You are on page 1of 1

Financial Management

Chapter 2 – Part 1
Firms’ Capital Structure (without taxes)

HOMEWORK

1. In a world with no taxes, consider an all-equity firm. The face value of the shares is 15€ and
the book value of equity is 225 million euros. The company does not have own shares in
treasury.

a) If the annual EBIT is constant and equal to 36 million euros and the required return
on equity is 12%, compute the market value of equity and the price per share.
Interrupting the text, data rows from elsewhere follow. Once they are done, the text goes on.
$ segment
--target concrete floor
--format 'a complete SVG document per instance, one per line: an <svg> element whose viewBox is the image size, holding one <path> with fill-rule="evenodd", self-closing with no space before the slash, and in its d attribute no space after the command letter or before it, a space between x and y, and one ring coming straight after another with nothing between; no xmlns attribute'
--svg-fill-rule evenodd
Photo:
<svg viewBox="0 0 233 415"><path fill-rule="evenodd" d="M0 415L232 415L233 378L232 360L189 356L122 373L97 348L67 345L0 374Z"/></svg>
b) Management is considering a change in the financing structure of the firm by issuing


100M€ in perpetual debt paying interests at 7%. The firm wants to use the proceedings
from the debt issue to distribute an extraordinary dividend. Compute the dividend per
share, the new value of equity after the dividend has been paid, and the new price per
share (assume the M&M world).

c) Suppose that you are an investor that has 10 shares of this company. What was the
value of your total wealth before the firms’ transaction? And after? Explain.

d) Given the new debt ratio (D/E) and the interest on debt of 7%, determine the new
expected return on equity. Is it different from the one before the transaction? Explain.
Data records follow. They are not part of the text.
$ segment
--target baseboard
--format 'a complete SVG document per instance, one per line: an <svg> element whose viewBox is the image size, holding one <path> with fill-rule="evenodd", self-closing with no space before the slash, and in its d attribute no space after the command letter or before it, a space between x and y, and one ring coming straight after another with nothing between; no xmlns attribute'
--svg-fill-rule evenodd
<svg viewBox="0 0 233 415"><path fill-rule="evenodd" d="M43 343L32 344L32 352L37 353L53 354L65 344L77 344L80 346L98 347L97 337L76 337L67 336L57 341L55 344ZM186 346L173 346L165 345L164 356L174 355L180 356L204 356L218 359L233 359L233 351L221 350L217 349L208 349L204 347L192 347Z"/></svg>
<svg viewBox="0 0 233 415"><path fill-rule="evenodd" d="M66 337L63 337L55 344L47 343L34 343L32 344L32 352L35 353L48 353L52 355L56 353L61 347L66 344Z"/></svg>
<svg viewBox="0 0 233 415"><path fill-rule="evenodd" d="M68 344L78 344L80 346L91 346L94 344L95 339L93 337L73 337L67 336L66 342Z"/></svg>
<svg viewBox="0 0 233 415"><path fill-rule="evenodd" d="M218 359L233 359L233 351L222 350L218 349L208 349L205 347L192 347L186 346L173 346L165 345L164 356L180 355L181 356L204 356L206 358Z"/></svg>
2. In a world with no taxes, a firm has 30M shares trading at a market price of 15€ per share,
and debt with a market value of 104 M€.

a) Draw the balance sheet of this company including the assets, the debt, the equity,
and the total value of the firm.

b) The company decides to issue new debt to repurchase 1 M shares. Draw the balance
sheet of the company after this transaction. Compare the value of debt, the value of
equity and total firm vale before and after the transaction.

3. In a world with no taxes, a company presents the following investment summary:

Financing mode Book value Market value Cost


Debt 3,000,000 2,800,000 4.8%
Common shares 1,108,000 2,500,000 13%

Determine this company’s weighted average cost of capital.